I believe the issue arises when accessing the values in the soon-to-be transposed matrices, since I can only do it within the scope of the band (because the core is entirely pre-allocated), and for some reason, there are cases in where I add in locations outside of the scope of the band.

May there be something funky with the way I define the limits of my cores?

\m/

ejspeiro · 02-20-2013, 05:35 PM

All right!
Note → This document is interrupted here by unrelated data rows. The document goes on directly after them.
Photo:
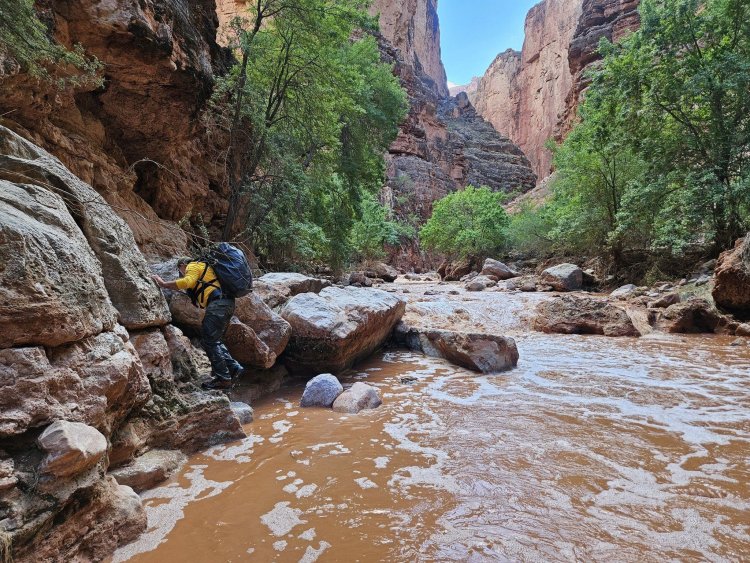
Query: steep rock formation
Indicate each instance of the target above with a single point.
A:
(412, 26)
(524, 94)
(136, 140)
(532, 96)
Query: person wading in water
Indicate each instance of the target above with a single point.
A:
(202, 286)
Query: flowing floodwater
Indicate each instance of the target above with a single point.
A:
(594, 448)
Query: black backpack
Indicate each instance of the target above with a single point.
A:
(231, 268)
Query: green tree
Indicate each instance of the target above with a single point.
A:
(309, 112)
(470, 222)
(25, 39)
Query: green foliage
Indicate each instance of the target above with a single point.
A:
(25, 39)
(659, 162)
(375, 229)
(470, 222)
(310, 112)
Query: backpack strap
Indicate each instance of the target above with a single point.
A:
(197, 294)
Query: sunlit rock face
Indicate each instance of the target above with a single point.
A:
(532, 95)
(412, 26)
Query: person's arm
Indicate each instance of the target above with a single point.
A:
(166, 285)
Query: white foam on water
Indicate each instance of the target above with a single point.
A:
(282, 519)
(163, 517)
(365, 483)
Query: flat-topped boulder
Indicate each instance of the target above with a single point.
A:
(563, 277)
(337, 327)
(486, 353)
(277, 288)
(358, 397)
(570, 314)
(731, 290)
(497, 270)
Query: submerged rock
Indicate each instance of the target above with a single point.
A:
(334, 329)
(583, 315)
(564, 277)
(278, 287)
(498, 270)
(358, 397)
(71, 448)
(486, 353)
(321, 391)
(731, 290)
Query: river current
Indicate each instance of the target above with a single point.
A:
(592, 449)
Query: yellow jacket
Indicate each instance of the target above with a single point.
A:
(192, 282)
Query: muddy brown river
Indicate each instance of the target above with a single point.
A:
(592, 449)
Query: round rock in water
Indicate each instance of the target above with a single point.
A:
(359, 397)
(321, 391)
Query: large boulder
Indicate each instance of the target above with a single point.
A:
(498, 270)
(51, 285)
(321, 391)
(71, 448)
(583, 315)
(563, 277)
(278, 287)
(150, 469)
(381, 271)
(256, 336)
(339, 326)
(694, 315)
(359, 396)
(97, 381)
(126, 276)
(487, 353)
(731, 289)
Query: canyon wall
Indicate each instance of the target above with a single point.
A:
(138, 140)
(532, 96)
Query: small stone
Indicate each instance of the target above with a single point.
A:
(71, 447)
(243, 411)
(359, 397)
(321, 391)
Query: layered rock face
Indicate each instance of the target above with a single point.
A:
(91, 374)
(532, 96)
(412, 27)
(136, 140)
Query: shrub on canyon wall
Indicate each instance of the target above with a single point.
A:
(470, 222)
(658, 169)
(309, 112)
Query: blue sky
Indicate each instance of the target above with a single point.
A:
(473, 32)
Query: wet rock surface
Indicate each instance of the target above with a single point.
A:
(321, 391)
(358, 397)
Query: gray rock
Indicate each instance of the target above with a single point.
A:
(498, 270)
(487, 353)
(563, 277)
(341, 325)
(359, 396)
(126, 275)
(71, 448)
(321, 391)
(624, 291)
(97, 381)
(243, 411)
(51, 285)
(150, 469)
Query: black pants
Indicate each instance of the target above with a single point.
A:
(218, 314)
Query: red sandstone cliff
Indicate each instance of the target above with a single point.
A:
(532, 96)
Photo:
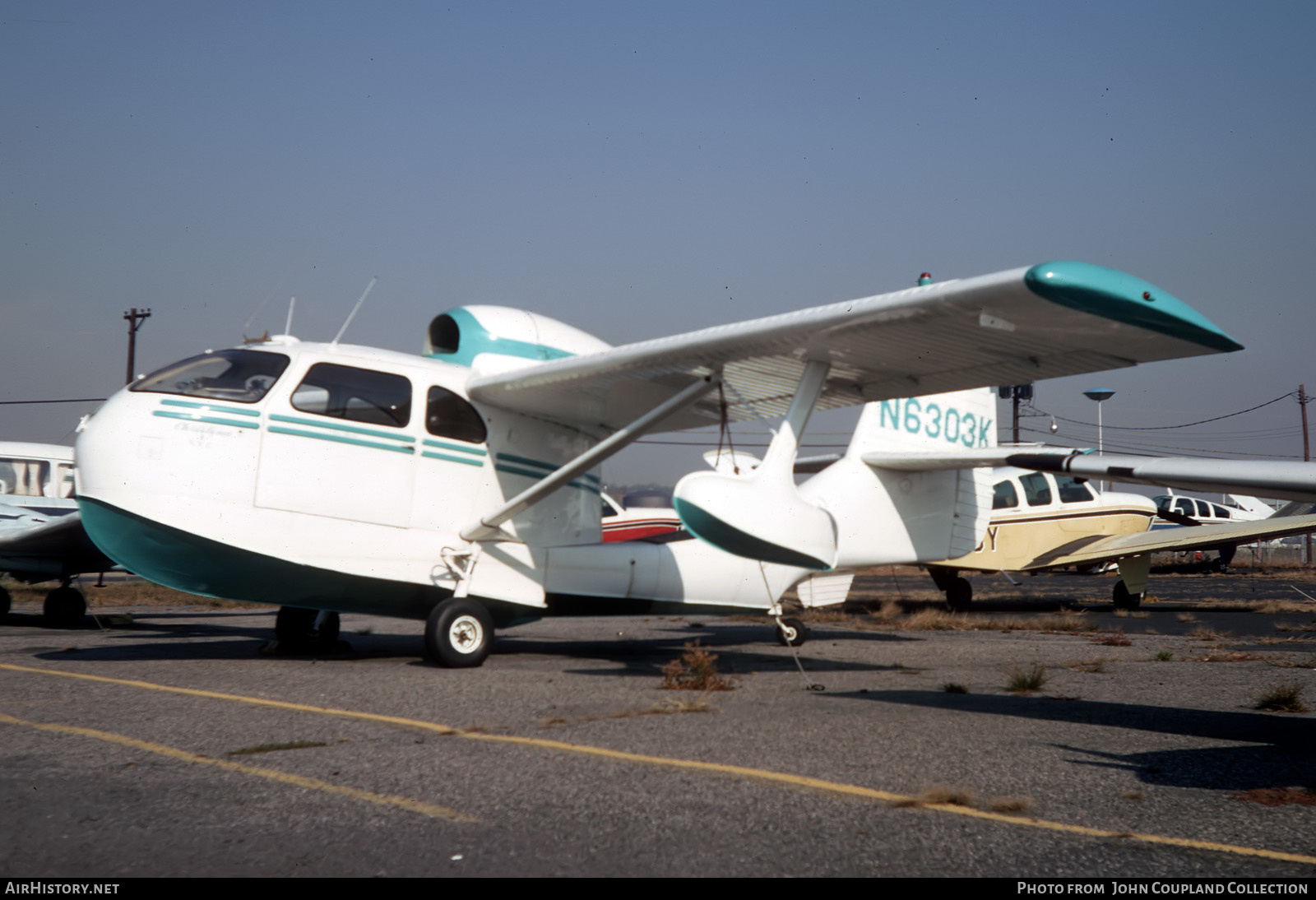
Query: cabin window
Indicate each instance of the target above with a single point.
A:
(1073, 489)
(1037, 489)
(25, 478)
(359, 395)
(447, 415)
(234, 375)
(1003, 496)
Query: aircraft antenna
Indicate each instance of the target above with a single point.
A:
(353, 313)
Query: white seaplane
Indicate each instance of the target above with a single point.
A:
(461, 487)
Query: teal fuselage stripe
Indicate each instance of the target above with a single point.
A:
(194, 417)
(212, 407)
(734, 541)
(341, 438)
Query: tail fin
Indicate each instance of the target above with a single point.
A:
(910, 516)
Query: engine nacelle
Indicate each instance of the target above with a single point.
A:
(503, 337)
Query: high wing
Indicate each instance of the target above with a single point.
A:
(39, 549)
(1291, 480)
(1103, 549)
(1010, 328)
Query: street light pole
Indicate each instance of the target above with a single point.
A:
(1101, 395)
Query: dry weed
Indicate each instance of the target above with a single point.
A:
(1282, 698)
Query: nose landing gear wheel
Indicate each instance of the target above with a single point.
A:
(791, 633)
(460, 633)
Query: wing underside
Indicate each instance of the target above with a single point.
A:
(1010, 328)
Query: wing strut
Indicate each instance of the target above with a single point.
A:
(487, 528)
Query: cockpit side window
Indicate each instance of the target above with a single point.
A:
(1003, 495)
(234, 375)
(447, 415)
(1073, 489)
(1037, 489)
(357, 395)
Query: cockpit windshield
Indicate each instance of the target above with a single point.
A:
(234, 375)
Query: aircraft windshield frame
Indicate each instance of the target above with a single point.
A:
(234, 375)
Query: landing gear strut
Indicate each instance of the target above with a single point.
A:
(791, 632)
(298, 629)
(65, 607)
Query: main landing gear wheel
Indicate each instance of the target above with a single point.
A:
(1125, 599)
(306, 629)
(65, 607)
(460, 633)
(960, 594)
(791, 632)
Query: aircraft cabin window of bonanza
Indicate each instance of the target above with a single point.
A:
(1036, 489)
(236, 375)
(359, 395)
(447, 415)
(1072, 489)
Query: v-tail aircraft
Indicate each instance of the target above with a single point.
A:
(462, 485)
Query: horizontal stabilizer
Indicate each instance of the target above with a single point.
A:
(1099, 549)
(1291, 480)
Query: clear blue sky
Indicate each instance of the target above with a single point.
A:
(642, 169)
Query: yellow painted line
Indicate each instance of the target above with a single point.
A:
(273, 774)
(721, 768)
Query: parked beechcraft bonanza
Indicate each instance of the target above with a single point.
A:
(461, 487)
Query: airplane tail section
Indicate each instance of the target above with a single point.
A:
(886, 515)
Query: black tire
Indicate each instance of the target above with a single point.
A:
(791, 633)
(1123, 597)
(960, 595)
(65, 607)
(460, 633)
(296, 627)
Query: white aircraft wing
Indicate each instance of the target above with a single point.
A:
(1102, 549)
(33, 545)
(1010, 328)
(1291, 480)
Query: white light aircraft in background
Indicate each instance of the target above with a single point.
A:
(461, 487)
(41, 533)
I think I have solved all of my issues with this code by now!

Thank you firstfire! I will call this thread as solved, post the final files:

https://dl.dropbox.com/u/5432016/banded/cmtk.h
https://dl.dropbox.com/u/5432016/banded/blogs.c

And if anybody has any extra suggestions as far as the implementation goes, I will gladly welcome them!

My next step is to distribute the core matrices, in order to solve with ScaLAPACK.

Thanks in advanced!

\m/

firstfire · 02-21-2013, 01:59 AM

Hi.

I'm glad to see you solved the problem! New questions are welcome, we'll try to help.